On peut d'ailleurs l'entendre ou le lire ici et là, quotidiennement : la catastrophe sanitaire va bouleverser la hiérarchie des valeurs sociales, changer notre rapport à la consommation et surtout, aux autres… Soit. Mais n'allons trop vite en besogne tout de même et n'oublions pas les leçons de l'histoire. La grande récession de 2008 devait elle aussi révolutionner le logiciel qui détermine notre vision du monde ; face à l'ultra libéralisme elle devait engendrer une rupture sociétale ambitieuse et irréversible. Bilan ? Les intérêts économiques et financiers ont rapidement fini par reprendre le dessus, témoignant de l'implacable adaptabilité et élasticité du système capitaliste qui a su historiquement s'imposer comme le seul viable.
Dit autrement, on verra.
On verra si nous parvenons à prendre collectivement la mesure des dérives de notre temps, à s'émanciper de la tyrannie de la performance et du culte de l'immédiateté.
On verra si nous sortons de cette crise en étant plus humble et moins arrogant.
On verra si nous réussissons à changer de feuille de route et pas seulement à changer les mots.
On verra si nous sommes capables de rompre avec l'idéologie dominante, d'écrire un nouveau récit local, national, européen, voire mondial et ainsi de produire un imaginaire qui nous permette de penser autrement.
On verra, si nos élites entendent les appels au changement qui se démultiplient en ce moment et leur donnent demain une réelle traduction politique ; si ce n'est pas le cas, pas de doute, nous repartirons comme avant, avec les mêmes conditions qui ont conduit au désastre sanitaire et bientôt climatique.
Et puis, finalement, on verra si l'ensemble des Français sont prêts à changer radicalement leur mode de vie, à être certes plus précautionneux dans leurs interactions sociales, mais aussi, à plus long terme, à s'autolimiter dans leur consommation et leurs mobilités, et à être plus économes dans leur utilisation de l'espace et des ressources naturelles. Bref, on verra si nous sommes réellement disposés à tirer un trait sur une partie de nos conditions matérielles d'existence, à sortir du registre du « développement » pour entrer concrètement dans celui de la « sobriété ». On verra, au-delà des discours incantatoires, le poids des intérêts divergents et le degré d'acceptabilité de la collectivité face aux changements qui sont énoncés comme absolument nécessaires.
Pourtant, je prends ici le risque d'être optimiste et d'espérer en l'émergence d'un monde meilleur.
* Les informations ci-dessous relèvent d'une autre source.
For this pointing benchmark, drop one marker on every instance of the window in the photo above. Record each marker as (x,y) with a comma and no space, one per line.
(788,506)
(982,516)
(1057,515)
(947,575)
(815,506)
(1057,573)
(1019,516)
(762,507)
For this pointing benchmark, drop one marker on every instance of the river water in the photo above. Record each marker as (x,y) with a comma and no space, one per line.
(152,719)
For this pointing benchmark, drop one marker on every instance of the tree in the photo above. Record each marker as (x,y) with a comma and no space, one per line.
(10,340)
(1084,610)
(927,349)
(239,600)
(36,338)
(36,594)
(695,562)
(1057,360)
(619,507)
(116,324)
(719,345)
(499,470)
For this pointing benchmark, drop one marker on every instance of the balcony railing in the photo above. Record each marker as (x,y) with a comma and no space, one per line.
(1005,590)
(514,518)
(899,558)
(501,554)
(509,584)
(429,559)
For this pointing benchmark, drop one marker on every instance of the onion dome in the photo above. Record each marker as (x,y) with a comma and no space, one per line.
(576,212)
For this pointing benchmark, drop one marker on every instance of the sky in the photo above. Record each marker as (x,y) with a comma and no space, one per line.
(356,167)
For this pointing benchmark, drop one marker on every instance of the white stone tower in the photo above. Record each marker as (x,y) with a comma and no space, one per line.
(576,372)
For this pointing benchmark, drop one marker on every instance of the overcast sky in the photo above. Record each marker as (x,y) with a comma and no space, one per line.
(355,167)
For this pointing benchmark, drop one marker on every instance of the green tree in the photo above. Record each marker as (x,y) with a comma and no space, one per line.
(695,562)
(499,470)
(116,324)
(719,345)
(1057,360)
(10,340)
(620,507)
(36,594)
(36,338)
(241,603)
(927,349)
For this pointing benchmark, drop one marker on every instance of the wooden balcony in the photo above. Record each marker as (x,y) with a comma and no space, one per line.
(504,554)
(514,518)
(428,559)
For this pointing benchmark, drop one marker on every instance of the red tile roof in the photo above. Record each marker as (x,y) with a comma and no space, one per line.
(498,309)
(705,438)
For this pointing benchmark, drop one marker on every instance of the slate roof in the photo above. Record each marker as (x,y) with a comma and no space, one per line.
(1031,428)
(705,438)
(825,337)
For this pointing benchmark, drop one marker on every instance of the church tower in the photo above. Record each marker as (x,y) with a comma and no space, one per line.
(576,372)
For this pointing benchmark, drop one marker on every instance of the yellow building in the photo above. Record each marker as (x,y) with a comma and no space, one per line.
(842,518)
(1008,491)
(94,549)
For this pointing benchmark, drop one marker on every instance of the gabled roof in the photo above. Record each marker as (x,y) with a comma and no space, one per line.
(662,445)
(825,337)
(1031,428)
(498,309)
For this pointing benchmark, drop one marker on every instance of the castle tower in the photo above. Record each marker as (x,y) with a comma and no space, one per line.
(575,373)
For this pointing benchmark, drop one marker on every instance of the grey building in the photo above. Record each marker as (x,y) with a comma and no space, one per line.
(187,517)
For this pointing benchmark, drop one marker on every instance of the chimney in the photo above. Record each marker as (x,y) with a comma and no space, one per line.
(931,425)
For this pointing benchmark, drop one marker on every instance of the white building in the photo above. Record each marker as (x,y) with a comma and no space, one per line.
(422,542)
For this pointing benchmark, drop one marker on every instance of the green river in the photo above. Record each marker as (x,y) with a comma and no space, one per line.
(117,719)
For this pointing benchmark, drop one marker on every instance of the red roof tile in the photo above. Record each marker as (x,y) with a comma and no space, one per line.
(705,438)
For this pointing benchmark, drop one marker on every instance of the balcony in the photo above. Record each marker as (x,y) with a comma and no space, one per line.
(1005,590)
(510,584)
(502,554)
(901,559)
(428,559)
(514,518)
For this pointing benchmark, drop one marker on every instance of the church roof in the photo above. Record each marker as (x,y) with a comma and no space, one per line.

Pourquoi ? Sans doute parce que les concepts, référentiels et modèles existent : inspirons-nous en pour mobiliser nos compatriotes et dessiner les contours d'une nouvelle épopée nationale, acceptable socialement, écologiquement et économiquement. Mais aussi parce que, plus empiriquement, le travail de recensement des bonnes pratiques mises en œuvre par les directeurs généraux des communautés et de métropoles face à la crise que nous menons depuis le début du confinement avec l'AdCF est, à mes yeux, un gage d'espérance. Je le constate tous les jours : nos territoires regorgent d'initiatives, expérimentent de nouvelles organisations du travail fondées sur la confiance, témoignent de prises de conscience, expriment des idées qui tracent les voies d'un autre futur possible pour nos administrations locales, plus que jamais sous-tendues par le principe d'intérêt général.
C'est pourquoi je veux une nouvelle fois, mes cher(e)s collègues, saluer votre mobilisation de tous les jours ainsi que celle de vos agents, votre abnégation, votre sens du service public en ces temps troublés.